Nicholas Nickleby Installment #6

It’s been ten years, or more, since I’ve read Dickens.   I did the first 4 chapters of Hard Times a couple years ago for an AP workshop.  That’s it.   The joke (which actually wasn’t a joke), made best in the Coens’ The Man who Wasn’t There, is of course that he was getting paid by the word. 

The beginning of Chapter Two, describing the “slummy” music district outside of the Opera house maintains just that.  But damned if it isn’t a full atmosphere shared, damned if it isn’t good reading, and damned if the Daily Lit chunks aren’t just the right amount to read of something like these descriptions.

Things the description of the alley of Ralph Nickleby’s home/office  made me think of- Jonathan Strange and Mr. Norrell(no surprise there, as I’ve been engrossed in it for two months), T.S.’ “Love Song of J. Alfred Prufrock,”- especially Eliot’s description of the smoke filled streets, etc.  Love that poem. 

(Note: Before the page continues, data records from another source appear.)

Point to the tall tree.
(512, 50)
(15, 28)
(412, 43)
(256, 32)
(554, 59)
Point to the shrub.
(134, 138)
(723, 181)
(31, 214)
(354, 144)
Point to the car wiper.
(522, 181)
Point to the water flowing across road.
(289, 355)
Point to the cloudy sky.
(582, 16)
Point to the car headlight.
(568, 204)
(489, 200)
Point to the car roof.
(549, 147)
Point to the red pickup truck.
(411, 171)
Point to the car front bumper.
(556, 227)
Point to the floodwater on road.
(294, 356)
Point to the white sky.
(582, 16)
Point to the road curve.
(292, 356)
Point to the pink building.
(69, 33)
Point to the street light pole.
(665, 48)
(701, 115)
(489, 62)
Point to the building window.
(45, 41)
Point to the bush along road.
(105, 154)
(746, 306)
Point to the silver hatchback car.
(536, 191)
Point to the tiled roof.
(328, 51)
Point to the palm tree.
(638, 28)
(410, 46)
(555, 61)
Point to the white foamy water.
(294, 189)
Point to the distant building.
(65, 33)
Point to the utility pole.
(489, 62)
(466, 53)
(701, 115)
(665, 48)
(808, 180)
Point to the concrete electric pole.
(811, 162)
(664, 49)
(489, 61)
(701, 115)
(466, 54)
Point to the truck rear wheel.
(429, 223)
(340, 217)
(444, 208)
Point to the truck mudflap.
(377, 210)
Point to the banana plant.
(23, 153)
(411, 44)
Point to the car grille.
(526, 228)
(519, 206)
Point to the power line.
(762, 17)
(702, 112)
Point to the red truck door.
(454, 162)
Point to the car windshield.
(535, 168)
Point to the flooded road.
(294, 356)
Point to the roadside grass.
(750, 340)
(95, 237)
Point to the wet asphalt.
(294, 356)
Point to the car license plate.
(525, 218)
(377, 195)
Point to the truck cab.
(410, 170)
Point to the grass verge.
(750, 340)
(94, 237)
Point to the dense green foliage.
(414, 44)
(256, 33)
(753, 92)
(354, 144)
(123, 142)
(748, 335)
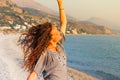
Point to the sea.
(97, 55)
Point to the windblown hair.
(36, 41)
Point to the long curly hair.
(35, 42)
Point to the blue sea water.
(96, 55)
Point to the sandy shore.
(10, 59)
(78, 75)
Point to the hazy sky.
(84, 9)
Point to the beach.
(11, 60)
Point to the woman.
(45, 57)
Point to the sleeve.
(40, 65)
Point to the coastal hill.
(22, 16)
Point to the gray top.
(52, 65)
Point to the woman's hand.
(32, 76)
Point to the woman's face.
(56, 35)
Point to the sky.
(84, 9)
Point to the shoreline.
(91, 35)
(79, 75)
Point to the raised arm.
(63, 20)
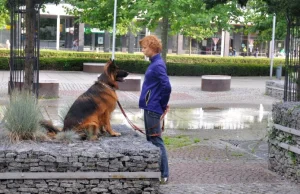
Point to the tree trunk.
(30, 20)
(190, 41)
(164, 37)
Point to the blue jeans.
(152, 126)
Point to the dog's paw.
(116, 134)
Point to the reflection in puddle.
(203, 118)
(194, 118)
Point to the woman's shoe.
(164, 180)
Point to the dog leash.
(132, 124)
(137, 128)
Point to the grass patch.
(21, 118)
(236, 154)
(179, 141)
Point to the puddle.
(204, 118)
(191, 118)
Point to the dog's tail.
(48, 125)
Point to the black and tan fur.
(92, 110)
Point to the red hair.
(152, 42)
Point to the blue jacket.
(156, 88)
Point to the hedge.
(135, 63)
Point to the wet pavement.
(231, 156)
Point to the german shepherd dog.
(92, 110)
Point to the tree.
(4, 14)
(175, 16)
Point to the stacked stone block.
(129, 153)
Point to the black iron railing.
(292, 62)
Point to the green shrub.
(178, 65)
(21, 117)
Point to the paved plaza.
(231, 156)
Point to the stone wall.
(284, 140)
(125, 164)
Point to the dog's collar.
(107, 86)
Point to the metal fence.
(20, 52)
(292, 78)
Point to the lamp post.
(272, 46)
(114, 31)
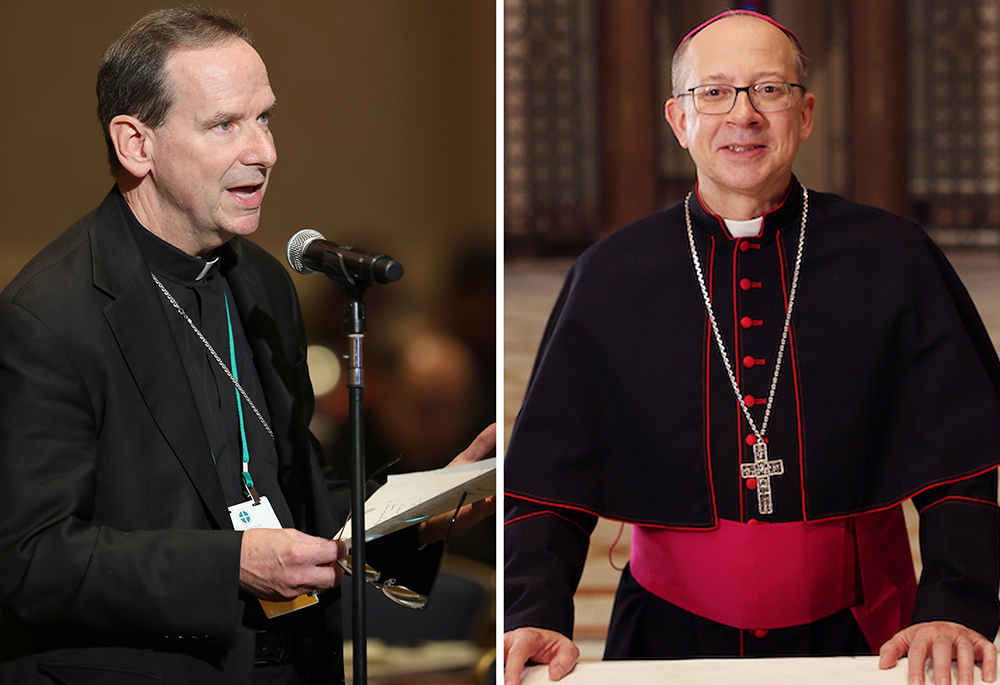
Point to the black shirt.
(200, 288)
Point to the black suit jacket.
(118, 561)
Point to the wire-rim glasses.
(399, 594)
(720, 98)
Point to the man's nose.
(743, 109)
(259, 150)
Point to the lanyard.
(247, 478)
(234, 377)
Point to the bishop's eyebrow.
(222, 116)
(758, 78)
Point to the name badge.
(247, 516)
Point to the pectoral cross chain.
(762, 470)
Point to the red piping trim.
(899, 501)
(783, 263)
(710, 471)
(535, 514)
(960, 498)
(715, 520)
(739, 380)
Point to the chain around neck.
(758, 432)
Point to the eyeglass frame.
(390, 588)
(743, 89)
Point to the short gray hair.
(679, 67)
(132, 77)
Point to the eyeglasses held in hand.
(400, 594)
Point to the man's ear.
(676, 116)
(133, 144)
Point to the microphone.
(309, 252)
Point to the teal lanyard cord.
(247, 479)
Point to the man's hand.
(279, 565)
(943, 641)
(436, 528)
(540, 646)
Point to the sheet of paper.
(409, 498)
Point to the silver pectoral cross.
(762, 470)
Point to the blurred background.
(385, 131)
(907, 119)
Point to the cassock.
(888, 390)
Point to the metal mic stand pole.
(354, 326)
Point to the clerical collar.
(164, 257)
(744, 229)
(786, 214)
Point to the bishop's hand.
(437, 528)
(943, 642)
(540, 646)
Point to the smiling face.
(210, 161)
(744, 158)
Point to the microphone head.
(297, 247)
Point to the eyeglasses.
(720, 98)
(400, 594)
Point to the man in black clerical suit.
(155, 396)
(755, 379)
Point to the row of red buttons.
(749, 362)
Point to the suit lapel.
(136, 318)
(265, 340)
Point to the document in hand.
(409, 498)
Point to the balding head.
(681, 67)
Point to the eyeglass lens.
(721, 99)
(399, 594)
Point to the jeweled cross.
(762, 470)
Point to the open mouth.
(246, 191)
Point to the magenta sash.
(746, 575)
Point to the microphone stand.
(355, 326)
(339, 269)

And of course, it’s appropriate that as I’m posting this, I’m on AIM with a dear friend and former student of mine- the be-bearded (a word I just coined) Joseph L.   He’s an opera singer, with a beard, and all these musicians in slum alley practicing during the day, hanging around the box office at night, and, for some reason, bearded, just felt very synchronous with the fact that as soon as I stopped reading about the description of music/opera alley, there was Joseph.